UPDATE: The problem is fully solved with a new windows installation!! The previous steps improved the behavior for some cases, but a fresh install solved all the problems!
I will try to find a less radical way of solving this problem, maybe restoring just the registry will be enough.
Dear CUDA users I am reposting a question from nvidia boards:
I am currently doing image processing on GPU and I have one kernel that takes something like 500 to 700 milliseconds when running on big images. It used to work perfectly on smaller images but now the problem is that the whole display and even the mouse cursor are getting laggy (OS=win7)
My idea was to split my kernel in 4 or 8 kernel launches, hoping that the driver could refresh more often (between each kernel launch).
Unfortunately it does not help at all, so what else could I try to avoid this freezing display effect? I was suggested to add a cudaStreamQuery(0) call between each kernel to avoid packing by the driver.
Note: I am prepared to trade performances for smoothness!
The GPU is not (yet) designed to context switch between kernel launches, which is why your long-running kernel is causing a laggy display.
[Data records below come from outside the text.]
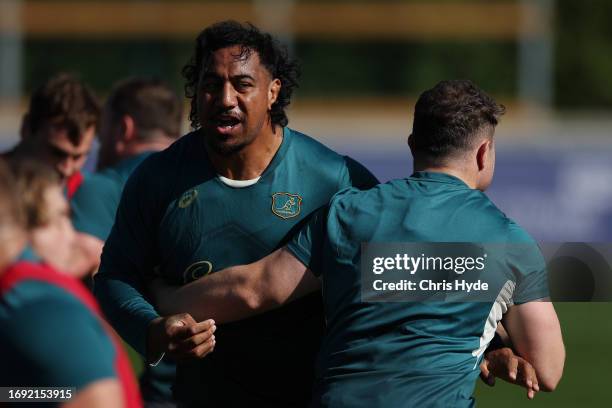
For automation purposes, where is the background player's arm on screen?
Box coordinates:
[503,301,565,391]
[154,248,320,322]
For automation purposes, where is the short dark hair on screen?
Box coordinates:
[412,80,505,161]
[182,20,300,129]
[24,73,100,144]
[105,78,183,139]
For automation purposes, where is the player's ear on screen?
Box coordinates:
[268,78,281,110]
[476,138,493,171]
[121,115,136,142]
[19,113,32,140]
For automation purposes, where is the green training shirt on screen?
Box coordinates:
[288,172,547,408]
[0,266,117,391]
[95,128,376,407]
[70,152,176,401]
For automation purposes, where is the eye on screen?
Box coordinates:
[200,79,219,91]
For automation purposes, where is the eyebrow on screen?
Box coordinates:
[202,72,255,81]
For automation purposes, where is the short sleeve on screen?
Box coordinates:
[338,156,378,190]
[506,223,549,304]
[0,300,116,389]
[70,174,121,241]
[286,206,329,276]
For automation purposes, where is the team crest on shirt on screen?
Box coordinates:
[183,261,212,283]
[272,193,302,220]
[179,189,198,208]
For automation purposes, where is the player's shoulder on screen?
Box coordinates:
[3,279,90,320]
[331,179,402,208]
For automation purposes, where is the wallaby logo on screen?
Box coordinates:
[183,261,212,283]
[272,193,302,219]
[179,190,198,208]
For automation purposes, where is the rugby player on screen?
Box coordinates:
[149,80,565,407]
[3,74,100,277]
[95,21,376,407]
[70,78,183,407]
[0,162,142,407]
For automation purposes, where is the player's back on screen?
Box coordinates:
[314,172,548,407]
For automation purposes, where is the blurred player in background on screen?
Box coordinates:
[0,161,148,407]
[70,78,183,407]
[6,74,100,198]
[149,81,565,408]
[95,22,376,407]
[0,159,26,274]
[3,74,100,276]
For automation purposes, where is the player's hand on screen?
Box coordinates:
[480,347,540,399]
[147,313,217,361]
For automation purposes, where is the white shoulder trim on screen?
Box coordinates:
[217,175,261,188]
[472,281,516,368]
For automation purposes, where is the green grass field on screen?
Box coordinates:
[130,303,612,408]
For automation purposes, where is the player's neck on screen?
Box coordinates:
[414,163,477,189]
[207,126,283,180]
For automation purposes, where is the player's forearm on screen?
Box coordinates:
[94,271,159,356]
[504,302,565,391]
[154,264,276,323]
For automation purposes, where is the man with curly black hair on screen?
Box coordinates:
[95,21,376,407]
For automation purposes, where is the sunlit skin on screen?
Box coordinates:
[0,222,26,274]
[26,124,95,181]
[197,46,282,180]
[408,127,495,191]
[30,186,76,271]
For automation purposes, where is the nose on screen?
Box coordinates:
[219,81,238,109]
[56,156,76,178]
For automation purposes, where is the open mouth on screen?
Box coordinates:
[212,116,241,132]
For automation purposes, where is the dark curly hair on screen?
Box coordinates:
[412,80,506,161]
[182,20,300,129]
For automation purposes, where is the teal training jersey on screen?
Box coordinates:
[95,128,376,407]
[0,266,117,391]
[287,172,547,408]
[70,152,176,401]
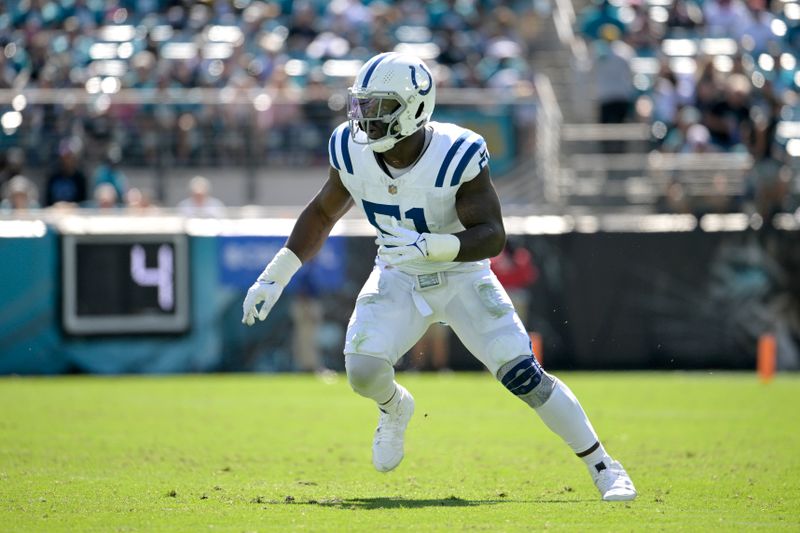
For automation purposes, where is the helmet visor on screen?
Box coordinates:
[347,95,400,122]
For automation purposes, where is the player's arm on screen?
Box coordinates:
[376,168,506,266]
[286,167,353,263]
[455,166,506,261]
[242,167,353,326]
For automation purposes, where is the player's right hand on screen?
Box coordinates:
[242,279,283,326]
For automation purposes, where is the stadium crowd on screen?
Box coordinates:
[579,0,800,217]
[0,0,539,210]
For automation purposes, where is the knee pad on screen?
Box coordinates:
[345,354,394,398]
[497,355,556,409]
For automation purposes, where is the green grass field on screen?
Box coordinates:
[0,373,800,532]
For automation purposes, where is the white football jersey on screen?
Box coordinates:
[328,122,489,274]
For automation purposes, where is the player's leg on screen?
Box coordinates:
[344,267,428,472]
[446,273,636,500]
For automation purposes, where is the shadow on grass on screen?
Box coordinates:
[308,496,511,509]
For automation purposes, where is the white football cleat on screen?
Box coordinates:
[372,385,414,472]
[590,461,636,502]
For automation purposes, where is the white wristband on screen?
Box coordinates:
[425,233,461,262]
[258,247,303,287]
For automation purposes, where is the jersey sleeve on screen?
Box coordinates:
[328,122,353,174]
[436,130,489,187]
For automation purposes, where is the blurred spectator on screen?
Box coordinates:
[680,124,719,154]
[0,148,25,187]
[0,175,39,213]
[178,176,225,218]
[661,106,702,153]
[667,0,704,32]
[125,187,156,211]
[592,24,635,152]
[88,183,119,210]
[92,144,128,203]
[45,139,87,206]
[491,239,539,328]
[703,0,751,41]
[741,0,780,53]
[580,0,626,40]
[703,74,751,150]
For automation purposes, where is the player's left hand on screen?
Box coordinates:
[375,219,428,266]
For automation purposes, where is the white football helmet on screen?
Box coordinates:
[347,52,436,152]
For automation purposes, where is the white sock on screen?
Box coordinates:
[578,441,612,474]
[536,378,608,467]
[375,381,402,413]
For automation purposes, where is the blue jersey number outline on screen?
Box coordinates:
[361,200,430,233]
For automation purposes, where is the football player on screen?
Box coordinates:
[242,52,636,500]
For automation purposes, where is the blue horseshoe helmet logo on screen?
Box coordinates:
[408,65,433,96]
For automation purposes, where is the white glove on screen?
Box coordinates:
[242,279,283,326]
[375,219,461,266]
[242,247,302,326]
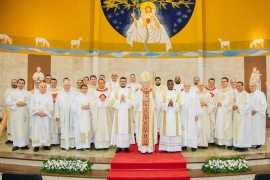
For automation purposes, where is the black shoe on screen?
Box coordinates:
[256,145,262,149]
[21,146,29,150]
[238,148,248,152]
[198,146,208,149]
[125,148,130,153]
[5,140,13,144]
[12,146,20,151]
[115,148,122,153]
[43,146,51,150]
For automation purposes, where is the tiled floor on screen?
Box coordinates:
[0,128,270,163]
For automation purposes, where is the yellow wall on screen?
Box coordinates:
[0,0,270,51]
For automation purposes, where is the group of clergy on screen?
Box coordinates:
[4,72,267,153]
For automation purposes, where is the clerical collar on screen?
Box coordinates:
[205,86,216,91]
[141,87,152,93]
[49,87,58,91]
[96,87,108,92]
[197,89,206,94]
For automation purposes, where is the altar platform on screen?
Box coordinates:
[0,128,270,180]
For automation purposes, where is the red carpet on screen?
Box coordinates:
[107,145,190,180]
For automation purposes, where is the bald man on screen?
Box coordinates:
[174,76,184,92]
[54,80,76,150]
[249,82,267,149]
[180,82,202,151]
[105,72,119,91]
[30,83,53,152]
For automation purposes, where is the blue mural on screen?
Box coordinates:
[101,0,195,51]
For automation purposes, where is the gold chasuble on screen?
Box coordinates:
[141,89,152,146]
[111,88,131,134]
[161,91,182,136]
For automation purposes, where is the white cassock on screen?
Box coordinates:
[196,89,216,147]
[30,92,53,147]
[87,84,97,143]
[90,88,112,149]
[110,87,135,148]
[190,85,199,92]
[180,90,202,148]
[133,88,158,153]
[71,94,91,149]
[47,87,61,144]
[159,90,182,152]
[205,86,218,143]
[105,79,119,92]
[215,87,235,146]
[74,88,82,95]
[153,85,167,132]
[173,83,184,93]
[6,89,30,147]
[250,89,267,145]
[29,87,39,139]
[126,10,172,51]
[4,88,16,141]
[233,90,251,148]
[126,83,142,133]
[54,90,76,150]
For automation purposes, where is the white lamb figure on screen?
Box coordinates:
[0,34,12,44]
[218,38,230,51]
[35,37,50,47]
[70,38,82,49]
[250,39,264,48]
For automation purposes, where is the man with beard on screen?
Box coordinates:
[4,79,17,144]
[90,79,112,150]
[205,78,218,145]
[249,82,267,149]
[110,77,135,153]
[180,82,202,151]
[133,71,160,153]
[191,76,200,92]
[230,78,238,94]
[6,79,30,151]
[74,79,83,95]
[44,74,52,89]
[47,78,60,146]
[153,77,166,132]
[174,76,184,92]
[215,77,235,150]
[159,79,182,153]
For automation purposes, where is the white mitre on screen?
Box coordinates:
[140,71,151,82]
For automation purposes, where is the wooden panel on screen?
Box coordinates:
[27,54,51,91]
[244,56,270,128]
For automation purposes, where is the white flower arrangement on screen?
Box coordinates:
[41,158,93,174]
[202,157,251,173]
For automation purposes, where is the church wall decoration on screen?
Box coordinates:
[101,0,195,52]
[0,0,270,58]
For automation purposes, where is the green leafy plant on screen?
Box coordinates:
[202,156,251,173]
[41,158,93,174]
Breaking the kernel into multiple launches probably would help on platforms other than Windows Vista/Windows 7. On those platforms, the Windows Display Driver Model requires an expensive user->kernel transition ("kernel thunk") every time the CUDA driver wants to submit work to the GPU.
To amortize the cost of the kernel thunk, the CUDA driver queues up GPU commands and submits them in batches. The driver uses a heuristic to trade off the performance hit from the kernel thunk against the increased latency of not immediately submitting work. What's happening with your multiple-kernels solution is that the driver's submitting your kernel or series of kernels to the GPU all at once.
Have you tried the cudaStreamQuery(0) suggestion? The reason that might help is because it forces the CUDA driver to submit work to the GPU, even if very little work is pending.